Open AccessFam65b Is a New Transcriptional Target of FOXO1 That Regulates RhoA Signaling for T Lymphocyte Migration
Author(s) -
Pablo Rougerie,
Quitterie Largeteau,
Laura Megrelis,
Florent Carrette,
Thomas Lejeune,
Lara Toffali,
Barbara Rossi,
Mahel Zeghouf,
Jacqueline Cherfils,
Gabriela Constantin,
Carlo Laudanna,
Georges Bismuth,
Marianne Mangeney,
Jérôme Delon
Publication year - 2012
Publication title -
the journal of immunology
Language(s) - English
Resource type - Journals
SCImago Journal Rank - 2.737
H-Index - 372
eISSN - 1550-6606
pISSN - 0022-1767
DOI - 10.4049/jimmunol.1201174
Subject(s) - rhoa , microbiology and biotechnology , foxo1 , small gtpase , gtpase , biology , chemokine receptor , cell adhesion , signal transduction , chemokine , cell , receptor , genetics , protein kinase b
Forkhead box O (FOXO) transcription factors favor both T cell quiescence and trafficking through their control of the expression of genes involved in cell cycle progression, adhesion, and homing.
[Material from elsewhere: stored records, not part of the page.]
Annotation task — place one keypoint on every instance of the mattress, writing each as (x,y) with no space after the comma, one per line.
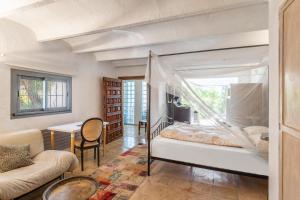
(192,133)
(222,157)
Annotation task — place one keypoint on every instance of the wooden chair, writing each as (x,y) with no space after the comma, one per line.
(91,132)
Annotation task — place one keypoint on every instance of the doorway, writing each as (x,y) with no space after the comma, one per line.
(134,106)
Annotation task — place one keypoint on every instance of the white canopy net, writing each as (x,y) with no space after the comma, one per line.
(216,97)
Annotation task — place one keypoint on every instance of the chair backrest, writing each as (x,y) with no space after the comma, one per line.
(91,129)
(32,137)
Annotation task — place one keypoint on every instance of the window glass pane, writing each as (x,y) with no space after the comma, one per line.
(144,101)
(57,94)
(38,93)
(30,94)
(128,102)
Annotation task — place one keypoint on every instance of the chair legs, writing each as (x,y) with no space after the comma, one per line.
(96,154)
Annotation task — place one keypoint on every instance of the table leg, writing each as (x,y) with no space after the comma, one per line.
(104,138)
(52,140)
(72,141)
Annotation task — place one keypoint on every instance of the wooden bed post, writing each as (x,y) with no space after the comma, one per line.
(149,114)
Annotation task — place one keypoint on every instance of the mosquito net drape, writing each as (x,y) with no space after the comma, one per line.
(218,97)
In this article, we report that the product of the fam65b gene is a new transcriptional target of FOXO1 that regulates RhoA activity. We show that family with sequence similarity 65 member b (Fam65b) binds the small GTPase RhoA via a noncanonical domain and represses its activity by decreasing its GTP loading. As a consequence, Fam65b negatively regulates chemokine-induced responses, such as adhesion, morphological polarization, and migration. These results show the existence of a new functional link between FOXO1 and RhoA pathways, through which the FOXO1 target Fam65b tonically dampens chemokine-induced migration by repressing RhoA activity.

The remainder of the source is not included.